Most of the employment agencies down here you find online don't exist any more or list fantasy jobs to harvest your CV. 

Your best bet is to head off to Gibraltar and into the online gaming/banking world I'm afraid, plenty of IT work there and pays well but it does mean you are in Gib and in the ratrace again!


----------



## Dennis_V (Apr 6, 2011)

ShinyAndy said:


> Very few proper IT jobs down here. You could scrape a living being self employed doing IT support locally for home users and small businesses (I make half a living half-heartedly doing small business support, couldn't really pay SS, accountant and live a decent life on the proceeds though!) if you were really committed and advertised heavily. Occasionally there are jobs in the Sur in English for IT staff (need to be able to do everything kind of job where you need 1st, 2nd & 3rd line support knowledge along with some web dev, seo skills and they pay minimum wage!)
> 
> Most of the employment agencies down here you find online don't exist any more or list fantasy jobs to harvest your CV.
> 
> Your best bet is to head off to Gibraltar and into the online gaming/banking world I'm afraid, plenty of IT work there and pays well but it does mean you are in Gib and in the ratrace again!

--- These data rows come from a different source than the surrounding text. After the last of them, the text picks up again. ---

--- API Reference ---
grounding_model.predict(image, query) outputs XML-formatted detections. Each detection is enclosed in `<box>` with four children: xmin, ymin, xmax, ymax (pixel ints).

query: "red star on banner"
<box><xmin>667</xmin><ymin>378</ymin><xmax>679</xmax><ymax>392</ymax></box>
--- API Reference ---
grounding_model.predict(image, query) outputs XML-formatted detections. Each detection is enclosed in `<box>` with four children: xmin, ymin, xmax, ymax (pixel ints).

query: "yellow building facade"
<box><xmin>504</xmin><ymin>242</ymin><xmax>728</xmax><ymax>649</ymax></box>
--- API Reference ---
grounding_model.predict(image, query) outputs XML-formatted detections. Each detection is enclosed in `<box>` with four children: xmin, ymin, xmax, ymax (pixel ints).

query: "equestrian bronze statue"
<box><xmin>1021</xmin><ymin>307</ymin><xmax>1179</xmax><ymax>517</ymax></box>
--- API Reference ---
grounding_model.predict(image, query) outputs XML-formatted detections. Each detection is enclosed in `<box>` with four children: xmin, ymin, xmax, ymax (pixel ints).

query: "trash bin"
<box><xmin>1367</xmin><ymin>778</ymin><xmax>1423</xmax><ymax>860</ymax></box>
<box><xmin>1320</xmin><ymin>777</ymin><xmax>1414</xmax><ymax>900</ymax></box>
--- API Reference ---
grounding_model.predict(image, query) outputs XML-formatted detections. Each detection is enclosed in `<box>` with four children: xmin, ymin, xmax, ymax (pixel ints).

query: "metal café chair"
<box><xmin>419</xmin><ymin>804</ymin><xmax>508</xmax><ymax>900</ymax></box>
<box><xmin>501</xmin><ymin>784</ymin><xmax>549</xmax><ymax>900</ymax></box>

... I really miss the Gib border queue! 
But seriously, I'm looking for a permanent role as I have a small family to support.
We've saved up some money but getting into self employment would be too risky for now.


----------



## jimenato (Nov 21, 2009)

I'm with Shiny on this one - your best bet by far is Gibraltar.


----------



## Dennis_V (Apr 6, 2011)

It really IS bad right now.
Took me 2 weeks back in 06/07 to get a job in Gib.
Even now, I get shedloads of calls and emails offering jobs all over the place - except for Spain or Gibraltar.

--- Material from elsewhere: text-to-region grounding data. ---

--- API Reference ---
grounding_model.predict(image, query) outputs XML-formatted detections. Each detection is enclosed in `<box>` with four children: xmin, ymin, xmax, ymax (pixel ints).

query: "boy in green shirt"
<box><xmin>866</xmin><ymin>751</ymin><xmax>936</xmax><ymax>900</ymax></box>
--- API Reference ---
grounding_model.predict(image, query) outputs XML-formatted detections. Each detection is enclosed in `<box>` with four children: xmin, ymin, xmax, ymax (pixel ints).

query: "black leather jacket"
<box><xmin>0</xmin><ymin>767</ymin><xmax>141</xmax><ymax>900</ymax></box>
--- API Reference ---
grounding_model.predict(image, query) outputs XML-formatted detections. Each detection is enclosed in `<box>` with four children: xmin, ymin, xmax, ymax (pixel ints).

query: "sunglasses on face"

I can call myself lucky if I even get a reply or feedback of some sort from Gib based companies.
Well, I guess I'll keep trying 'til something suitable comes up.


----------



## stebutty (Apr 6, 2011)

ShinyAndy said:


> Very few proper IT jobs down here. You could scrape a living being self employed doing IT support locally for home users and small businesses (I make half a living half-heartedly doing small business support, couldn't really pay SS, accountant and live a decent life on the proceeds though!) if you were really committed and advertised heavily. Occasionally there are jobs in the Sur in English for IT staff (need to be able to do everything kind of job where you need 1st, 2nd & 3rd line support knowledge along with some web dev, seo skills and they pay minimum wage!)
> 
> Most of the employment agencies down here you find online don't exist any more or list fantasy jobs to harvest your CV.
> 
> Your best bet is to head off to Gibraltar and into the online gaming/banking world I'm afraid, plenty of IT work there and pays well but it does mean you are in Gib and in the ratrace again!


Hi all,

Can anyone suggest a decent recruitment agent in Gib? I heard a lot where rouge?


----------



## Guest (Apr 6, 2011)

stebutty said:


> Hi all,
> 
> Can anyone suggest a decent recruitment agent in Gib? I heard a lot where rouge?


Assuming you use the same username everywhere, I believe I recommended a company to you (on A N Other Forum) back in May last year. Did you contact them, interested to hear your feedback if you did?


----------



## stebutty (Apr 6, 2011)

ShinyAndy said:


> Assuming you use the same username everywhere, I believe I recommended a company to you (on A N Other Forum) back in May last year. Did you contact them, interested to hear your feedback if you did?


Hi yes I did contact them. They did get back to me but, I decided not to go for a move after all. I wondered, now a year later, how things are IT wise in Gib and is the company in question still the best to go for?

Thanks


----------



## Guest (Apr 6, 2011)

In my experience I would say yes, pretty sure that they still have plenty of IT roles.. maybe get back in touch if you are more serious about moving this time round?


----------